Multivariate heavy tails, asymptotic independence and beyond
 
A random vector having a distribution which is multivariate regularly varying at infinity can have a dependence structure which is hard to specify in practice. One extreme but not uncommon case  is ''asymptotic independence'' which roughly describes the situation where the random vector's components are not simultaneously large. In the absence of fruther assumptions, estimation of the probability of extreme risk sets yields estimates which are null. One way to remedy this is through hidden regular variation which measures variables on a different scale. Another is via conditioning on one component being large and using a limiting distribution as the conditioning variable is pushed to infinity We discuss detection of hidden regular variation along with other extensions into conditional models. An application to network data is provided.

Biography of Sid Resnick

Resnick joined the Cornell faculty in 1987 after nine years at Colorado State University, six years at Stanford University, and two years at the Technion, in Haifa, Israel. He has also held visiting appointments at several institutions, including the University of Amsterdam and the Amsterdam Mathematics Center; the Australian National University and CSIRO, in Canberra, Australia; the Technion in Israel (as a Lady Davis Fellow); Sussex University, in Brighton, UK (as a Science and Engineering Research Council Fellow), Erasmus University, in Rotterdam, The Netherlands; and ETH Zurich. Resnick is a fellow of the Institute of Mathematical Statistics, and while at Colorado State was an Oliver Pennock Distinguished Service Award winner.
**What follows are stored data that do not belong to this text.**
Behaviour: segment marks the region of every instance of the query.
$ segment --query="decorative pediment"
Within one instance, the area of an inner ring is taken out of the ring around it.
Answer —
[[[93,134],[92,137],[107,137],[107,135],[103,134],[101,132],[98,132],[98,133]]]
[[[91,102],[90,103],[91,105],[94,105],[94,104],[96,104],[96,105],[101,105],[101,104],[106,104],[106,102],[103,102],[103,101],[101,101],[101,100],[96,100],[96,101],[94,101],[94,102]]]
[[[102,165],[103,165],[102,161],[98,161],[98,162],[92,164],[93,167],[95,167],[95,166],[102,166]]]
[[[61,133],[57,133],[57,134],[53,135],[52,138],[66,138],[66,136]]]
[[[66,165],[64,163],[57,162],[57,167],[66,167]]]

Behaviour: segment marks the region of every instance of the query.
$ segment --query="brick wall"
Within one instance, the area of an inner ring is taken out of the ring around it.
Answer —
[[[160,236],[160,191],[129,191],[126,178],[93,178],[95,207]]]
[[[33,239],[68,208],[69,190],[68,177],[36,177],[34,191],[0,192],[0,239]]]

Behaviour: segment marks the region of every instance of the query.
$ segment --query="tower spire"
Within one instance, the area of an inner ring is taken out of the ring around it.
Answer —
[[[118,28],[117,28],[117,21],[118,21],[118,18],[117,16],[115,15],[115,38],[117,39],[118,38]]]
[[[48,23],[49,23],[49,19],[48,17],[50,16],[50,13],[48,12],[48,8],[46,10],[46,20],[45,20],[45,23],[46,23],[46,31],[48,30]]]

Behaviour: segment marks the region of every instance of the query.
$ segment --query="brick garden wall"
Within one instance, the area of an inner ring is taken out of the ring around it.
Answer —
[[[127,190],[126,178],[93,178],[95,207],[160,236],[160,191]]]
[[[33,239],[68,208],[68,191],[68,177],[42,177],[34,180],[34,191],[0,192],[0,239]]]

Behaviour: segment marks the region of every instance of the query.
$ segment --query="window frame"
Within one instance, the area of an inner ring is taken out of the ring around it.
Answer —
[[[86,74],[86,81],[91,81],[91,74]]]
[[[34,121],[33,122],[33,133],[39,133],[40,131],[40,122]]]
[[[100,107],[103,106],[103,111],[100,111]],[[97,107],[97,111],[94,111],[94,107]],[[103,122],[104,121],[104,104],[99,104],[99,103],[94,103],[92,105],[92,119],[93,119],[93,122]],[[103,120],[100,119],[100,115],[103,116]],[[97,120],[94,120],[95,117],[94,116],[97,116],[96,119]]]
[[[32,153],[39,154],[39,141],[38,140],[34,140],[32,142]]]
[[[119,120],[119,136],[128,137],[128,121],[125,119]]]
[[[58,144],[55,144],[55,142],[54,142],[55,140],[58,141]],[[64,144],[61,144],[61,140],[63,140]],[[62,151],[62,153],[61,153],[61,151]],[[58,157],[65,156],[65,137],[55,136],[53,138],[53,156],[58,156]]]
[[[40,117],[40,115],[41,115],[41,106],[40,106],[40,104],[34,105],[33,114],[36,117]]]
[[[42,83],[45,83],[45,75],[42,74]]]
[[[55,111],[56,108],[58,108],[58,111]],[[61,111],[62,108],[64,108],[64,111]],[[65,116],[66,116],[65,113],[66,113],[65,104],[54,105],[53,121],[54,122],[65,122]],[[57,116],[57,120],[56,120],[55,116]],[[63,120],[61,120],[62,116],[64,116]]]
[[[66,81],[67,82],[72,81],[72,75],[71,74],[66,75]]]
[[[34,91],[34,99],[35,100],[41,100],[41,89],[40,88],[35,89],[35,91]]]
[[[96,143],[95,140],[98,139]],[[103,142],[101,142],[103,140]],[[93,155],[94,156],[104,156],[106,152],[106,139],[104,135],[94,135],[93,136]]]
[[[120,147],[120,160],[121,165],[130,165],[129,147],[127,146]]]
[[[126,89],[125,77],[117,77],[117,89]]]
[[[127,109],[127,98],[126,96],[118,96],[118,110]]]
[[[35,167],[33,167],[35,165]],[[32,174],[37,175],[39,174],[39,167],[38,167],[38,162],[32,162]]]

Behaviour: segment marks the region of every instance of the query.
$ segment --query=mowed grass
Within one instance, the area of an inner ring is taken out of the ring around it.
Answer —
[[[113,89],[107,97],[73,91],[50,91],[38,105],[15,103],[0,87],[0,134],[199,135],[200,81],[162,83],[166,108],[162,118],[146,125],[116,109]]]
He was on the Bernoulli Society Committee for Conferences in Stochastic Processes and was on the program committee of the First World Congress of the Bernoulli Society in Tashkent, USSR.

He is a founding associate editor of Annals of Applied Probability, and a current associate editor of Journal of Applied Probability, Stochastic Models, and The Mathematical Scientist. He is a former associate editor of Stochastic Processes and Their Applications. He served a three-year term on the Council of the Institute of Mathematical Statistics and served on their ad hoc committee on electronic publishing. He is currently an editor for Birkhauser, Boston serving on the boards of the Progress in Probability and Progress in Probability and Its Applications series. He is the author of four books and numerous papers. During the past five years he has served as Director of Cornell's School of Operations Research and Industrial Engineering.

 

17.00 h... Reception

 

The MINI-COURSE on "Heavy tailed analysis" is scheduled on

May 24, May 3, June 7 & June 14, 2005, 13.30-15.15 h., EURANDOM Lecture room LG 1.105

Abstract
The series will survey the mathematical, probabilistic and statistical tools used in heavy tail analysis. Heavy tails are characteristic of phenomena where the probability of an huge value is relatively big. Record breaking insurance losses, financial log-returns, file sizes stored on a server, transmission rates of files are all examples of heavy tailed phenomena. The modeling and statistics of such phenomena are tail dependent and much different than classical modeling and statistical analysis which give primacy to central moments, averages and the normal density, which has a wimpy, light tail. An organizing theme is that many limit relations giving approximations can be viewed as mere applications of continuous maps

Topics

May 24th, 2005
1. Introduction
2. Survey of the theory of regular variation.
3. Survey of weak convergence (spaces: R, sequences, C, D, measures and point measures; vague convergence; relation with regular variation).
Lecture notes

May 31, 2005
1. Tail empirical measure Hill
2. Pickands estimators of tail indices.
Lecture notes

June 7, 2005

1. Asymptotic normality of the tail empirical measure; application to Hill estimator.
2. Applications of the Poisson process; the infinite source Poisson model.
Lecture notes

June 14, 2005
1. Laplace functional
2. Poisson transform; point process method
3. Transformations for heavy tails
4. Sample of topics not covered
Lecture notes

The complete course will be published as EURANDOM report.